Google aura l’habitude de rompre

Le gouvernement peut nuire à Google de différentes manières. Faire sauter l’accord de la société avec Apple Inc. AAPL 3,75% pourrait ne pas en faire partie.

Le ministère de la Justice s’est réuni ces derniers jours avec les procureurs généraux des États pour définir une voie à suivre pour poursuivre une affaire antitrust contre la société de recherche sur Internet détenue par Alphabet Inc. GOOG 1,17% Le résultat reste très incertain compte tenu de l’environnement politique chargé. Le Wall Street Journal rapporte que tout le monde n’est pas d’accord avec la vitesse à laquelle le procureur général américain William Barr veut avancer.

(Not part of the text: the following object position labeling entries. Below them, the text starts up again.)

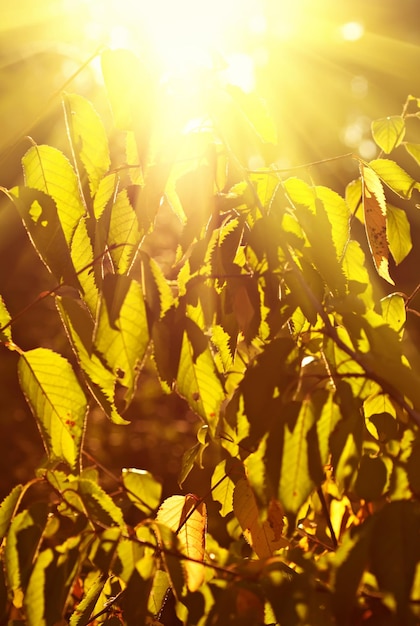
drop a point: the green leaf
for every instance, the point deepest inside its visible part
(260, 534)
(143, 489)
(49, 171)
(88, 139)
(413, 150)
(105, 195)
(158, 294)
(8, 509)
(161, 584)
(100, 507)
(187, 517)
(84, 264)
(38, 212)
(128, 554)
(57, 402)
(121, 335)
(289, 593)
(104, 549)
(372, 478)
(394, 176)
(388, 132)
(393, 311)
(197, 381)
(324, 216)
(374, 207)
(22, 546)
(100, 380)
(222, 487)
(50, 583)
(296, 482)
(135, 599)
(5, 318)
(83, 611)
(124, 236)
(398, 233)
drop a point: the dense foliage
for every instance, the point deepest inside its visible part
(265, 321)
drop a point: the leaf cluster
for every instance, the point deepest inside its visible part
(267, 325)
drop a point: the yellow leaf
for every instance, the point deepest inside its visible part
(374, 207)
(265, 537)
(187, 517)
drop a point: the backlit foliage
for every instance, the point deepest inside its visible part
(266, 323)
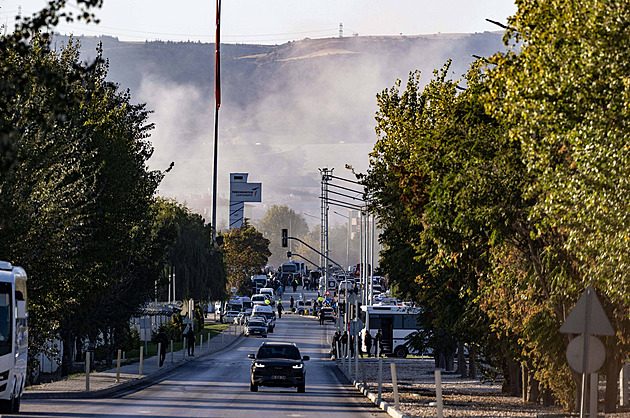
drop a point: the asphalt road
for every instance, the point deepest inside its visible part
(218, 386)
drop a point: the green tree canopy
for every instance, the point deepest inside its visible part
(245, 252)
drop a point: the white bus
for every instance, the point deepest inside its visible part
(395, 322)
(13, 336)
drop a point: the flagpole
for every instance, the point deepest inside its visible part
(217, 96)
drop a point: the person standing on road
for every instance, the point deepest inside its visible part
(335, 344)
(190, 340)
(162, 340)
(368, 342)
(378, 343)
(344, 344)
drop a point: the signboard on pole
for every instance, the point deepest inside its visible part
(246, 192)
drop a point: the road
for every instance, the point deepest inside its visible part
(218, 386)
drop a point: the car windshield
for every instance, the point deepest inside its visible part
(288, 352)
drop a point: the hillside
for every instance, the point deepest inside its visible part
(286, 110)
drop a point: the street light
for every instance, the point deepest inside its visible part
(347, 238)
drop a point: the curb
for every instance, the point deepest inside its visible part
(389, 409)
(143, 381)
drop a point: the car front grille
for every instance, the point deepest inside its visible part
(277, 371)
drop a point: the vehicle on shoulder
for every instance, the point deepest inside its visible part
(267, 291)
(329, 314)
(241, 318)
(278, 365)
(256, 326)
(304, 307)
(268, 313)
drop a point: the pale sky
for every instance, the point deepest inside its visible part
(276, 21)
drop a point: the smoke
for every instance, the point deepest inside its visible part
(313, 107)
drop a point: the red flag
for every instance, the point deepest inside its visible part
(217, 55)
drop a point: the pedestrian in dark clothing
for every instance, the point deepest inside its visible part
(352, 346)
(344, 343)
(335, 344)
(368, 342)
(190, 339)
(162, 340)
(378, 343)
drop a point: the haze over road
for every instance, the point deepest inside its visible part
(218, 386)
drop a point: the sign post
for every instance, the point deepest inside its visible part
(586, 353)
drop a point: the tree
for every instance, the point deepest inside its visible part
(277, 218)
(245, 252)
(76, 199)
(198, 265)
(566, 97)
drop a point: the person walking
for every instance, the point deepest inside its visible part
(162, 340)
(378, 343)
(344, 344)
(368, 342)
(335, 344)
(190, 340)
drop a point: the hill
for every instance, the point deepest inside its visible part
(286, 109)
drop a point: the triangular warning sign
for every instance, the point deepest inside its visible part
(598, 321)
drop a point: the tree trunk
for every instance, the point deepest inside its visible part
(68, 345)
(472, 357)
(462, 369)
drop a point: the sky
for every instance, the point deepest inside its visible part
(285, 151)
(275, 21)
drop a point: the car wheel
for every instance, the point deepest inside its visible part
(400, 352)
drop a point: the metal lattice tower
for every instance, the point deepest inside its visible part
(323, 262)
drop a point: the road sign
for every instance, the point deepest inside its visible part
(576, 321)
(596, 354)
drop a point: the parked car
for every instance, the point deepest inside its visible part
(278, 365)
(304, 307)
(242, 318)
(256, 326)
(267, 312)
(329, 314)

La portée de l’affaire est également une grande question. Le New York Times rapporte que l’un des principaux objectifs du ministère de la Justice est les accords de recherche que Google conclut avec des entreprises comme Apple. Cet accord particulier fait de Google le moteur de recherche par défaut du navigateur Web Safari livré avec chaque appareil Apple. Aucune des deux sociétés n’a jamais divulgué les détails de l’arrangement, mais il est en place depuis des années.

Son échelle a été révélée pour la première fois par le biais de dépôts dans un essai entre Google et le géant du logiciel Oracle en 2016, qui a révélé que Google avait payé à Apple 1 milliard de dollars deux ans auparavant pour l’accès.

On pense que cela a considérablement augmenté depuis. Les analystes de Bernstein estiment que Google verse désormais environ 8 milliards de dollars à Apple par an, tandis que Goldman Sachs estime ce chiffre à environ 25% du chiffre d’affaires total des services d’Apple, ce qui représenterait un peu moins de 13 milliards de dollars pour la période de 12 mois terminée en juin. Même le chiffre le plus petit représenterait plus d’un quart du total des coûts d’acquisition de trafic que Google a déclaré pour cette période.

Par conséquent, mettre fin à ces types d’accords d’exclusivité pourrait améliorer considérablement les résultats de Google, du moins à court terme. Cela pourrait également nuire aux bénéfices d’Apple, car les revenus de licence qu’Apple reconnaît de Google sont largement estimés être des bénéfices presque purs. Même l’estimation inférieure de 8 milliards de dollars de Bernstein équivaut à environ 12% du bénéfice d’exploitation prévu d’Apple pour l’exercice se terminant ce mois-ci.

Moins clair, c’est comment cela pourrait affecter la ligne supérieure de Google. L’accord avec Apple lui donne un accès facile à une base installée de plus de 1,5 milliard d’utilisateurs habitués à payer pour des produits premium. Mais beaucoup d’entre eux utiliseraient probablement Google de toute façon. Le navigateur Web Chrome de la société est utilisé sur les deux tiers des ordinateurs, smartphones et tablettes dans le monde, et Google gère depuis longtemps plus de 90% des activités de recherche Web sur tous les types d’appareils, selon StatCounter.

Google continue de détenir une part de 97% de la recherche sur le Web sur les smartphones et les tablettes en Europe. Cela est resté inchangé depuis que la société a mis en œuvre un «écran de choix» au début de cette année sur les nouveaux appareils Android vendus sur ce marché. Cette décision, qui permet aux utilisateurs de choisir leur propre moteur de recherche par défaut, faisait partie d’un accord conclu avec les régulateurs de l’Union européenne qui ont imposé une décision antitrust de 5 milliards de dollars à l’entreprise en 2018.

Une enquête récente de Morgan Stanley a révélé que 50% des membres d’Amazon Prime aux États-Unis commencent d’abord à rechercher des produits sur Google, même s’ils paient plus de 100 $ par an pour faire d’Amazon leur premier arrêt dans leurs achats en ligne.

Essentiellement, lorsqu’ils ont le choix, les utilisateurs choisissent toujours Google. Cela n’est pas surprenant puisque l’entreprise a eu deux décennies pour consolider son image de point de départ d’Internet. Même les dictionnaires ont inclus Google comme verbe depuis 2006. Les régulateurs peuvent avoir des préoccupations légitimes quant à la domination de Google dans la recherche, mais ils ne peuvent pas faire grand-chose si les consommateurs l’utilisent de toute façon.